Here’s some detail regarding the character systems changes in the patch notes:
For various parts of our graphics systems, we use 3rd-party middleware libraries. One of those libraries, about a year and a half ago, was blocking our move to a 64-bit client, so it had to go. As it turns out, it was software for layering and sequencing animation. Captain’s Quarters depended on it heavily, but it was also used in the character creator, and while we could (and did) remove Captain’s Quarters, the character creator is a necessary system in our game.
So, in mid-2017, leading up to the Captain’s Quarters removal, I spent some time building out our in-house animation software support to replace the bare minimum functionality necessary to keep characters idling naturally in the character creator. This change was a success in that I never heard a single player complain about the fact that characters were less lifelike, but our tiny but still active 3D character team wasn’t happy with the details that had been lost in the process.
This year, another of our 3rd party middleware providers delivered a 64-bit capable system that had a lot of the advantages of the one we’d taken out. Furthermore, we realized that with careful engineering we could use it for both characters and space objects.
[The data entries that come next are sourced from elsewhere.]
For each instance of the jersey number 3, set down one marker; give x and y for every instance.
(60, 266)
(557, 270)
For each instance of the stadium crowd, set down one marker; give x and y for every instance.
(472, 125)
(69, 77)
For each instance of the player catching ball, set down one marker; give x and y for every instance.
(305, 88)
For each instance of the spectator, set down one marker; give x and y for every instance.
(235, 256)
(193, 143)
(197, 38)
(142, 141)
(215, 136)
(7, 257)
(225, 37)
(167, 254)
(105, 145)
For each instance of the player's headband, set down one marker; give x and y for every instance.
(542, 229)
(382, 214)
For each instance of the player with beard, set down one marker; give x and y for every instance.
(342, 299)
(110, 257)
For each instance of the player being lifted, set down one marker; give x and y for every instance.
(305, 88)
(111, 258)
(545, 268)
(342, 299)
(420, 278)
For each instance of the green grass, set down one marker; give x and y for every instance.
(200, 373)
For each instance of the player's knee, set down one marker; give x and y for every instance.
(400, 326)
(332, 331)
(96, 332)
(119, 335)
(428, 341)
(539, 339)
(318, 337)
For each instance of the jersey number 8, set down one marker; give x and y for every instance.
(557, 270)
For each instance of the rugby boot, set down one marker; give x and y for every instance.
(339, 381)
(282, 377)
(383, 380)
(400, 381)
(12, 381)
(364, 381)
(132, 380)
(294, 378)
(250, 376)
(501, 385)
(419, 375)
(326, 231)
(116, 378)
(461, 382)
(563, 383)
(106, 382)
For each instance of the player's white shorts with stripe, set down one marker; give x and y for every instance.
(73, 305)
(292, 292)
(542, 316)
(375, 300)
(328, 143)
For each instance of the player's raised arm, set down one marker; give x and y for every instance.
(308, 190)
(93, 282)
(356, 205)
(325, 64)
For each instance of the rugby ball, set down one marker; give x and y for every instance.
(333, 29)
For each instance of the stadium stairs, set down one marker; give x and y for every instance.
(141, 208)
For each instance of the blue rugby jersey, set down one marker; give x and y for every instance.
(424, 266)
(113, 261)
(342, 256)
And, since adding support for it would require getting some experience with the new tools and updating our character animation workflows, adding some minor, more lifelike details to characters in the character creation screens was a reasonable, low-risk testbed for the technology.
So yeah; none of this is life-changing in itself. The fact that you’re not seeing much of a difference is just fine, though it might mean that we toned down the visual interest a bit too much on the way to release. But, now we have a modernized animation pipeline, some new tools that work well and enable very exciting new capabilities, and an implementation that will allow us to use it with ships and characters interchangeably.
The thing I can’t stress enough is that this kind of infrastructure work is tricky to get right, perfectly invisible when it works, and is absolutely essential to keeping Eve’s code base healthy, well-maintained, and modern.